Les poursuites stratégiques contre la mobilisation publique ou «poursuites-bâillons» (souvent désignées par l’acronyme anglais «SLAPP») connaissent un essor extraordinaire depuis quelques années. Cette forme de harcèlement juridique pratiquée par des cabinets d’avocats pour le compte de personnalités ou d’organisations influentes a un objectif clair: intimider et faire taire les personnes qui émettent des critiques. Des organes de presse et des journalistes, ainsi que des défenseurs des droits humains et des organismes publics de surveillance, font l’objet de poursuites qui visent à les priver de leurs ressources financières et psychologiques et à les contraindre ainsi à cesser leur travail d’enquête et d’information. Ces pratiques représentent une menace grandissante pour le droit à la liberté d’expression et d’information.
Le Conseil de l'Europe a clairement pris position sur cette question et a établi une série de normes en la matière, qui figurent dans la Convention européenne des droits de l'homme et dans la jurisprudence de la Cour, ainsi que dans plusieurs recommandations du Comité des Ministres. Les États membres ont l’obligation positive de protéger la liberté d’expression et d’information. De plus, ils sont tenus de créer un environnement dans lequel les citoyens puissent avoir accès en temps utile à des informations fiables, fournies notamment par des journalistes d’investigation, sur les activités de personnes et d’entreprises publiques ou privées. C’est pourquoi les autorités nationales devraient envisager d’adopter une législation appropriée pour prévenir les SLAPP ou les litiges abusifs et vexatoires visant les utilisateurs d’internet, les fournisseurs de contenus et les intermédiaires.
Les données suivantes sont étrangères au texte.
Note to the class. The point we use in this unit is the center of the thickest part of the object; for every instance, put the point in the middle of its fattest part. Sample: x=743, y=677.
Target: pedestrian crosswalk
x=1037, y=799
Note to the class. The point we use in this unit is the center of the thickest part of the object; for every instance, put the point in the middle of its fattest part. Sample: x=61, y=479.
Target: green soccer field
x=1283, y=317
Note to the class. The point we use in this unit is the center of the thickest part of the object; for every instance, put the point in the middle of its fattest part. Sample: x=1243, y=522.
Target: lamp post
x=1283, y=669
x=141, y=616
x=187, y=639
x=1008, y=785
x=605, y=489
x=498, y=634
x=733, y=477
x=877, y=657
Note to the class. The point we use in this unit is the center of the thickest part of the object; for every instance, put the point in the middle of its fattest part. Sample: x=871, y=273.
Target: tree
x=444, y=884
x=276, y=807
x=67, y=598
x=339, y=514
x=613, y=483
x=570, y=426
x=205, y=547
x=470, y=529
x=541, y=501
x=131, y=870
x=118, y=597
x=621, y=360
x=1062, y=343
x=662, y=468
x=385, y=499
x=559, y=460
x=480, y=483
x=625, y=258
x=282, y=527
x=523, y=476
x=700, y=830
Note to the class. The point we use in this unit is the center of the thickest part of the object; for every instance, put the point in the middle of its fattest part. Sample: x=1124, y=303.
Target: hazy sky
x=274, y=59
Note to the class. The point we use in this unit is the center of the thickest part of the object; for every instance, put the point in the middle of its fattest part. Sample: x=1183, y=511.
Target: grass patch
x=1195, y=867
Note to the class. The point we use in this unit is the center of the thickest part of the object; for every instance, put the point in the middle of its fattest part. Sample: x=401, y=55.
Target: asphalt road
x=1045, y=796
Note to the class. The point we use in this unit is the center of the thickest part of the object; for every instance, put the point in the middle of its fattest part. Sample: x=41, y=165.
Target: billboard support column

L’Assemblée parlementaire estime qu’il est grand temps que les pays européens prennent des mesures anti-SLAPP efficaces: par exemple, rejeter les recours abusifs à un stade précoce, imposer des sanctions financières aux personnes qui utilisent la loi et le système judiciaire dans le seul but de nuire à autrui, donner aux cibles des SLAPP les moyens de se défendre elles-mêmes et leur apporter un soutien, faire en sorte que le coût de la procédure soit à la charge de l’auteur du recours, ou encore sensibiliser les juges et les procureurs. Ces mesures permettraient de protéger les médias et les organismes publics de surveillance, de manière à ce qu’ils puissent jouer leur rôle, qui est de demander des comptes aux puissants et de faire vivre le débat démocratique. Une résolution sur ce sujet favoriserait l’élaboration de mesures anti-SLAPP et encouragerait l’exercice de la liberté d’enquêter et d’informer.